Paul
Goble
Staunton, March 12 – The current
liberal approach to nationality issues is “very close” to the one the Soviet
system promoted with its idea of the “Soviet people,” because like the Soviets,
Russia’s liberals want to create a supra-ethnic community, the ‘Rossiyane,’ in
which all ethnic distinctions including Russian will eventually dissolve,
according to an Orthodox activist.
In both cases, Anatoly Stepanov, the
editor of the “Russkaya Narodnaya Liniya” portal, argues in the course of an
interview with Alesey Polubota of “Svobodnaya pressa,” these policies are
directed in the first instance against the ethnic Russians and reflect the fear
the bureaucracy feel about the Russian nation (svpressa.ru/society/article/65216/).
And
Stepanov, whose portal pushes an Orthodox Russian nationalist agenda, argues
that if the ruler of the country understands Russians correctly, as he believes
President Vladimir Putin is beginning to, he will see that the nature of the
Russian nation is intertwined with that of the Russian state as such and that
the enemy of both is a bureaucracy that is out only for itself.
The
Orthodox activist says that he rejects the crude understanding of “Russia for the
[ethnic] Russians” that figures like Aleksandr Belov, Egor Kholmogorov, and
Dmitry Dyomushin advance. Such an approach would set ethnic Russians and other
groups against one another and does not reflect Russian traditions.
But
there is a second and better meaning of that slogan, Stepanov suggests. It
holds that the slogan is important but only if Russians are not for themselves
but fulfill “their messianic vocation” and become a God-bearing people.” Then, in contrast to the narrow nationalism
some advance, they will fulfill the duties to themselves and other peoples.
Asked
whether he believes as some nationalists do that the Russian state is working
against the Russian nation, Stepanov says that “this is both true and not true.” On the one hand, he suggests, “the
contemporary state to a large extent is continuing Soviet nationality policy,”

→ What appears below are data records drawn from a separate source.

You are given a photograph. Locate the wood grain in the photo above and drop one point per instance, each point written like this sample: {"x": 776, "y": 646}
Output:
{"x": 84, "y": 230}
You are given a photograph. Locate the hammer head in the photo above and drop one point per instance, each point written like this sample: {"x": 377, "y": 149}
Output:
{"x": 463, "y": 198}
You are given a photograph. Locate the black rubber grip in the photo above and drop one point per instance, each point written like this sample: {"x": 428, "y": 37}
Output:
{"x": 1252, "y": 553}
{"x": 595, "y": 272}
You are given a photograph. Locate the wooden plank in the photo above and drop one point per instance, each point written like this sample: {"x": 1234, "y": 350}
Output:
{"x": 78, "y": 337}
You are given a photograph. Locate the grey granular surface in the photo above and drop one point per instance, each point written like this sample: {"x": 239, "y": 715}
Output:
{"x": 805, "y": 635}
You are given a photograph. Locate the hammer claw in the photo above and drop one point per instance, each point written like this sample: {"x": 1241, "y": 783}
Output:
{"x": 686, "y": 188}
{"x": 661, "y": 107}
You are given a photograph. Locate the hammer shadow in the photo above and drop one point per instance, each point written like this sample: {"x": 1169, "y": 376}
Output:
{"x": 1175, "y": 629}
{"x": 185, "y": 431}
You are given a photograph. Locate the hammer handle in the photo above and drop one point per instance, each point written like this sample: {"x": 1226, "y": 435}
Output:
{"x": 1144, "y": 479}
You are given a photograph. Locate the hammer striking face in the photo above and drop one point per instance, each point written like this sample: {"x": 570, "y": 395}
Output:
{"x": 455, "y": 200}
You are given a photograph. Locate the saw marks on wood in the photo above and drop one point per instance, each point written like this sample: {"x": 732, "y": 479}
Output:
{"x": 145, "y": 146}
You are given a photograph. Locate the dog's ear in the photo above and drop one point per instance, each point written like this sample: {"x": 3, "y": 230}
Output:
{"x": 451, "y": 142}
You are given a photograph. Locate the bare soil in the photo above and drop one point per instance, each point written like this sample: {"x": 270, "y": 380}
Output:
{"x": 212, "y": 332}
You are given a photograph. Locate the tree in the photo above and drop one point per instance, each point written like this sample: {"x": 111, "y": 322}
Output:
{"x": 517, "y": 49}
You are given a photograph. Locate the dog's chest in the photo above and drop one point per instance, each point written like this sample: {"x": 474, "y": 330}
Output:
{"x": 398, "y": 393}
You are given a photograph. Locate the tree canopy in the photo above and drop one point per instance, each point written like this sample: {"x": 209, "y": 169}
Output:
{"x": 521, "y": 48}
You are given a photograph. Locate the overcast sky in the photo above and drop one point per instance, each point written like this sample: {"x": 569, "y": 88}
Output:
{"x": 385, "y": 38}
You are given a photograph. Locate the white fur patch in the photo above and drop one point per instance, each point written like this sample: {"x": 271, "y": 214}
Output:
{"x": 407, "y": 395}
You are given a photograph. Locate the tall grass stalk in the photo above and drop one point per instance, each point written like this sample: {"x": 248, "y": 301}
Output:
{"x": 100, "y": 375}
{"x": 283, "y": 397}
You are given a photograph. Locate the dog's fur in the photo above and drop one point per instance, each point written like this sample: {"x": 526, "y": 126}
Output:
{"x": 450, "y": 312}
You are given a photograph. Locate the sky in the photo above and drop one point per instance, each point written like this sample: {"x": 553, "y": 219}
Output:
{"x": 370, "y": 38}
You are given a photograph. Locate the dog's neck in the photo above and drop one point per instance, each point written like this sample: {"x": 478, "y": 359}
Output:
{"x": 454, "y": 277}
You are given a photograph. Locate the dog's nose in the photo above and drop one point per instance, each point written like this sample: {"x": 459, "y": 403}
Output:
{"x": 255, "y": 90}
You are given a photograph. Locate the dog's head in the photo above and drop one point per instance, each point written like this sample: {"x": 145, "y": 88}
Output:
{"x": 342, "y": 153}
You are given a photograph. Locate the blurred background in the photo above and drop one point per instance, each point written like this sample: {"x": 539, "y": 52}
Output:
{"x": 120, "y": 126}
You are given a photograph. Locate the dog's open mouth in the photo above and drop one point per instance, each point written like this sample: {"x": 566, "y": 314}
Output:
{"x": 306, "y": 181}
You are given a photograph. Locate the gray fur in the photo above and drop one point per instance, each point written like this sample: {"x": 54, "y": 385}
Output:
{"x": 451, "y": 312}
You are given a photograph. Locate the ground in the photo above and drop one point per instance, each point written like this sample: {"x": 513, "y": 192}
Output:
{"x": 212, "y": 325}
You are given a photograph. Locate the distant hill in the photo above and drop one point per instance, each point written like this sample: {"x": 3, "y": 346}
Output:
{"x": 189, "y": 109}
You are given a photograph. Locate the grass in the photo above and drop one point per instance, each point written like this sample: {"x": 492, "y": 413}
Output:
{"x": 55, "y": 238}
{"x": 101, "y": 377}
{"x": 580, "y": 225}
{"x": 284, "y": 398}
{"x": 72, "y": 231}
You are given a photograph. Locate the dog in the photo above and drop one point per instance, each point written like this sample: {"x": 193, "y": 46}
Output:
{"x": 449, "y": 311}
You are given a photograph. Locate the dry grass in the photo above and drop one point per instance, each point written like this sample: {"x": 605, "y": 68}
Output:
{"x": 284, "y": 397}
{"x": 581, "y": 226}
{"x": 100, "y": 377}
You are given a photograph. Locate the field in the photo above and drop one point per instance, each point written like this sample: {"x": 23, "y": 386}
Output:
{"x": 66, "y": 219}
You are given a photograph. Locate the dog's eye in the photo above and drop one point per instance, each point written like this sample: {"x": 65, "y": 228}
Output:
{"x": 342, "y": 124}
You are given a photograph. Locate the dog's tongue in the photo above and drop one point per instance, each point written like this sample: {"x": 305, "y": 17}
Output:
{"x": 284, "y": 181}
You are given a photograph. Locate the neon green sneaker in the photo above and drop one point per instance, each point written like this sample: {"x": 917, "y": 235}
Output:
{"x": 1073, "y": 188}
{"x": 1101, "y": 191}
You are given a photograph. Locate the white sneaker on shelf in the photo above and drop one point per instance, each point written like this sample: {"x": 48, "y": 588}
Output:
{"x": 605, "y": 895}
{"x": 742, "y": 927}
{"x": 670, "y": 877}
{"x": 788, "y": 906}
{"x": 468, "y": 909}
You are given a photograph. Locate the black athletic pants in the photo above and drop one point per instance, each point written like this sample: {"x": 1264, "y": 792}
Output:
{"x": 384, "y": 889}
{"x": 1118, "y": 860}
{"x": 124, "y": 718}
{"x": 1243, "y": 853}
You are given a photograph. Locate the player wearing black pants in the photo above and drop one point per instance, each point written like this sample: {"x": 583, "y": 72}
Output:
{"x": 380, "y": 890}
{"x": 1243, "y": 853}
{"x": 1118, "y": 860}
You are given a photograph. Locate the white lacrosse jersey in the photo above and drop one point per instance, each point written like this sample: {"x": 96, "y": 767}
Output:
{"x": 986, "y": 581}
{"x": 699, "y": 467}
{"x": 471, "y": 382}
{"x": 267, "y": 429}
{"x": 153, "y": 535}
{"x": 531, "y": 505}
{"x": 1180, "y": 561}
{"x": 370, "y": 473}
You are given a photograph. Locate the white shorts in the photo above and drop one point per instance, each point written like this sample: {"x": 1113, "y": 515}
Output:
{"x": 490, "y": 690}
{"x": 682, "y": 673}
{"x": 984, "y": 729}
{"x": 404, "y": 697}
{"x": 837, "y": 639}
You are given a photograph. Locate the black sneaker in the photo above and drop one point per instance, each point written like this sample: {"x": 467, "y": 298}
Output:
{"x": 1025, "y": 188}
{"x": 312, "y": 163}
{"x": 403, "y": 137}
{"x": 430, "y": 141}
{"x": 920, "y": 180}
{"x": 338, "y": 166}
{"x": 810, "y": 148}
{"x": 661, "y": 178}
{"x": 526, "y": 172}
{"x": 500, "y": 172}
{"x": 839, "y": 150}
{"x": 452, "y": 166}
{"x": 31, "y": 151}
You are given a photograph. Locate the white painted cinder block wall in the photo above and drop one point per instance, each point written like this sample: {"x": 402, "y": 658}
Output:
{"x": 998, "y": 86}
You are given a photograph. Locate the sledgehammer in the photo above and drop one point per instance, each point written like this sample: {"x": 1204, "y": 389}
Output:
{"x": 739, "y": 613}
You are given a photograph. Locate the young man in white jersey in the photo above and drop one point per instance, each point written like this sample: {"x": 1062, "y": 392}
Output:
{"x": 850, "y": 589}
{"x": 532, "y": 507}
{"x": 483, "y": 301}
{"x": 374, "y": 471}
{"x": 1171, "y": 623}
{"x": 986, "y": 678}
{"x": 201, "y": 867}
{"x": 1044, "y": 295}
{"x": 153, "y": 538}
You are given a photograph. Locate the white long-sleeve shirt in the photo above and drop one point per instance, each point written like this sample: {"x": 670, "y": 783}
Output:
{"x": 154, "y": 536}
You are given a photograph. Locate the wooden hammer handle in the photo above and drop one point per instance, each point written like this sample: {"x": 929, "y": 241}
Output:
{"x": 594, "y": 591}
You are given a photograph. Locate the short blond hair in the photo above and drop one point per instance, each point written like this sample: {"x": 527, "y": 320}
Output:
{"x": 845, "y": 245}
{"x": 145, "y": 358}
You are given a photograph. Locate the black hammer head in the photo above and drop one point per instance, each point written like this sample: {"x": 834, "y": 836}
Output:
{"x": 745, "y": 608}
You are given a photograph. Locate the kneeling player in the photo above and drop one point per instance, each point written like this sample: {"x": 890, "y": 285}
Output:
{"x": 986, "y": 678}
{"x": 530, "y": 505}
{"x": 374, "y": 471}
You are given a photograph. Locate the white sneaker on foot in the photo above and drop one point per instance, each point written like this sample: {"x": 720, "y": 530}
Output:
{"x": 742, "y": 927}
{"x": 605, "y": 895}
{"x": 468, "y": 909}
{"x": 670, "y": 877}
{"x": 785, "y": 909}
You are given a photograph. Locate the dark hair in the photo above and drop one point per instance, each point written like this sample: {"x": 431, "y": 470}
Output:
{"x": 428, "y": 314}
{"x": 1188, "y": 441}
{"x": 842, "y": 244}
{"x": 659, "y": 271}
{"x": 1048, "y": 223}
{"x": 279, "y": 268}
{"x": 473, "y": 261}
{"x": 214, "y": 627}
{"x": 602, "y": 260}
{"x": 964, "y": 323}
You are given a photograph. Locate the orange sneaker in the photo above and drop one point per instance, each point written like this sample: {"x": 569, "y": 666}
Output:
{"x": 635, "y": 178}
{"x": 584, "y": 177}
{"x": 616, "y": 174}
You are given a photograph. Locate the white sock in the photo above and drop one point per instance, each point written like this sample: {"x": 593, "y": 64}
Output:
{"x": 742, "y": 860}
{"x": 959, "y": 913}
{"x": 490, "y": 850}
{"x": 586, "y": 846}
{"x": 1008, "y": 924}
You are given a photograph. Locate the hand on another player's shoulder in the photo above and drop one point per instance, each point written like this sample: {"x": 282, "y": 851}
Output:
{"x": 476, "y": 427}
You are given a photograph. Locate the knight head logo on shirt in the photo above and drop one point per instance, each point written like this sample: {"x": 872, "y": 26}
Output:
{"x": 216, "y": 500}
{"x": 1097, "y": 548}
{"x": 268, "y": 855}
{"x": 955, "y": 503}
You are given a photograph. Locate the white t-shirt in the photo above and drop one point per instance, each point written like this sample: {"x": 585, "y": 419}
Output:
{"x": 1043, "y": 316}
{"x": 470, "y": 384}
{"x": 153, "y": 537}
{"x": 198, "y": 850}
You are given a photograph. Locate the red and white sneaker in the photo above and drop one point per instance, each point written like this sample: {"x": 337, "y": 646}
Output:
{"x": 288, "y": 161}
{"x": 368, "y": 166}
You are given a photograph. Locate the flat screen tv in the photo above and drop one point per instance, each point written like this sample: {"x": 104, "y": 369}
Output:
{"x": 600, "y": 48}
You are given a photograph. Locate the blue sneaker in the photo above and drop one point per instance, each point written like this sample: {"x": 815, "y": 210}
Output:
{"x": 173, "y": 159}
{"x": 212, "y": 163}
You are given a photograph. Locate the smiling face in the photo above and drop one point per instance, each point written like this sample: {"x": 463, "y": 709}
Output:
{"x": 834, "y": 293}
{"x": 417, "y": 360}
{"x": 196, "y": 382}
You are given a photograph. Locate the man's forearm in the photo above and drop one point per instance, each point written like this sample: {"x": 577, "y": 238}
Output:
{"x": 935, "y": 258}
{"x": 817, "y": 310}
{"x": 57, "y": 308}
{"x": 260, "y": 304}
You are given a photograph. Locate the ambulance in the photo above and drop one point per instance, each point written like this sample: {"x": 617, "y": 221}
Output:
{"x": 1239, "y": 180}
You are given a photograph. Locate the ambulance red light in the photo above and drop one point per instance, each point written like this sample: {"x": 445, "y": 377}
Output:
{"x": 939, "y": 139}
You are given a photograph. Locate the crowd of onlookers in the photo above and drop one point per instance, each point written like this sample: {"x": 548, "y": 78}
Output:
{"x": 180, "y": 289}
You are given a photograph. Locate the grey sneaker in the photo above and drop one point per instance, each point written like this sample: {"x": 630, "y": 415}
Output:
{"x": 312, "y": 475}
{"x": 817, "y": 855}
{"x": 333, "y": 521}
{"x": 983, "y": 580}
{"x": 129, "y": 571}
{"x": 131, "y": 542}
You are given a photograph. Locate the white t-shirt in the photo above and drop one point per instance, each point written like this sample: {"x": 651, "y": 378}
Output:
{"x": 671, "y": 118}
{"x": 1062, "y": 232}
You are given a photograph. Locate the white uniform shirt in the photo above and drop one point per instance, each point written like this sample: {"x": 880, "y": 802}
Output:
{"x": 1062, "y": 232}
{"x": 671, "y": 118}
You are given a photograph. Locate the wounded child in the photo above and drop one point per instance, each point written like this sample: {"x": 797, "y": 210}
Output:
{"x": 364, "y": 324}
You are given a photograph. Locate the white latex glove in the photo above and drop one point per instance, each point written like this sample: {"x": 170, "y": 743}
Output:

a policy the Bolsheviks adopted because “they were afraid of the strength of
the Russian people.”
That policy, the Orthodox editor and activist
continues, was based on the idea that all non-Russian nations should have
national republics but that the Russians should not and was intensified when
Boris Yeltsin told the non-Russians that they should “take as much sovereignty as
they could swallow.”
“On the other hand,” he suggests, it
is not the case that people in the Kremlin see as their main the denigration
and weakening of the ethnic Russians. “many of them are ethnic Russians by
blood,” Stepanov says, and he dismisses Russian nationalist rhetoric about “the
oppression of Russians” as “a vulgarization of the problem, a simplification.”
But some of the government’s
programs do represent a threat to ethnic Russians and must be reversed. This is not a simple problem and there is not
a simple answer, Stepanov says, but everything must be done “to raise the
prestige of the [ethnic] Russian nation in the state” in order to allow
Russians to play the role they have been called upon to play.
The most effective way to do that,
Stepanov continues is to raise the professions of military officer, doctor,
teacher and scholar in which Russians have traditionally been leaders and to
lower the status of those lie lawyers, bankers and managers “which were never
organic for a Russian man.”
Moreover, he argues, the government
must take the lead in restoring “an ethnic hierarchy” in the country. Here, Stepanov says, the Soviets had some
good ideas. Soviet ideology came up with
the idea of the population of the country as “a family of peoples where the
Russian people fulfilled the role of the elder brother.”
“Something similar, perhaps, should
be set up even now.”
Russians sometimes have to use force
to preserve the territorial integrity of the country, Stepanov says, but that
must not be the main aspect of Moscow’s policies. Instead, Russians need to
attract others by their commitment to justice and to promote the notion that
they will serve as “the arbiter” in all inter-ethnic disputes that do arise.
Despite all the problems that
Russians do face, Stepanov continues, it is ridiculous to assert as some
Russian nationalists do that “there are no Russians” and that the nation does
not have the capacity to organize itself.
The fact is, he argues, is that the state has always played the
organizing role for Russians and must do so again.
That will require that the state
provide the Russians with an inspiring idea because, Stepanov says, Russians do
not see a comfortable life as their highest goal the way peoples in the West
are inclined to do but rather want to fulfill a mission even if or perhaps
especially when it requires self-sacrifice.
Russians or at least a “passionate”
core retain these values, and they await signals “from the supreme power,” a
power that needs to recognize fully that the Russian people are with it and
that the real enemy of both is a self-interested bureaucracy which “does not
serve the people but uses its position to gain access to the trough.”
“In any case,” Stepanov insists, “it
is too early to bury the Russian people … More than once the Russian people has
risen from the ashes like the phoenix,” and with the leadership of the ruler,
it can and will do so again, to the surprise of many of today’s Russian
nationalists and of any who wish the Russians ill.